The procedure to produce lithium batteries is long and complex, from mining to refining, cathode production, cell production, to module assembly, before passing on to original equipment manufacturers. Each of those steps encompasses many micro-steps that require precision and time to ensure its quality. For the procedure of formation or aging within module assembly, it could take up to 3 weeks for each batch which contributes to 30% of the manufacturing cost.

As most mining processes are invasive to the surrounding area, lithium mining has also met serious controversies about the impact it has on the surrounding area. The controversy of lithium mining comes from its need for water - mining one ton of lithium requires 500000 gal of water. Yet, the largest mines in the world reside in Argentina, Bolivia, and Chile, which often face droughts and have serious demand for fresh water from the local farmers. Thus the extraction of lithium has often been linked to increased droughts. In several of the lithium mines there are reports of chemical leaks in the nearby water source, these chemicals such as hydrochloric acid are toxic to living organisms. Other reports may attribute lithium mining to damage to the soil and air contamination. Thus, some activists have warned about the environmental impact of lithium mining.

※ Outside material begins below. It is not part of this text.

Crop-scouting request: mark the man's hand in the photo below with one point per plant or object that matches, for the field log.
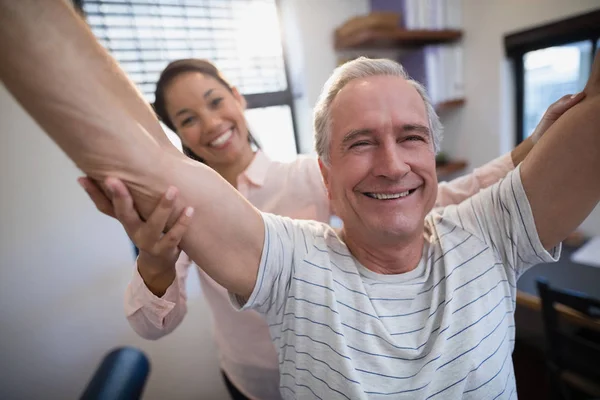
(561, 176)
(553, 112)
(551, 115)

== Environmental implications ==
As the world starts to act on the climate crisis, many countries have set targets to lower carbon emissions. Many countries are slowly moving to ban gasoline-powered vehicles on the road - Norway with targeted transition completed by 2025, and the U.S., Japan, and many other European countries set their timeline near 2035. During this transition, lithium would continue to have a trending relevance in the production of electric vehicles. In 2019 transportation accounts for 28% of energy consumption in the United States. This means a total shift from petroleum, biofuels, natural gas, or other fuels that currently power our cars could mean a 28% CO_{2} reduction. While we are searching for alternative energy sources from windmills, solar panels, hydropower, or nuclear fusions, lithium batteries play an important role as storage units for applications such as electric vehicles.

Lithium batteries and electric vehicles do not directly reduce carbon emissions, as the energy that is stored in car batteries can still come from many different sources, including fossil fuel burning. However, the advancement of lithium batteries has contributed to the development of electric vehicles which removed our dependence on gasoline to power our vehicles.

A bottleneck in the development of electric vehicles comes from the availability of charging stations. Although China has currently set up the most charging stations in the world, with more than 1.32 million stations, of which 550,000 of those are for public use, these numbers are still far from the needs of all-electric vehicle users if it wishes to scale.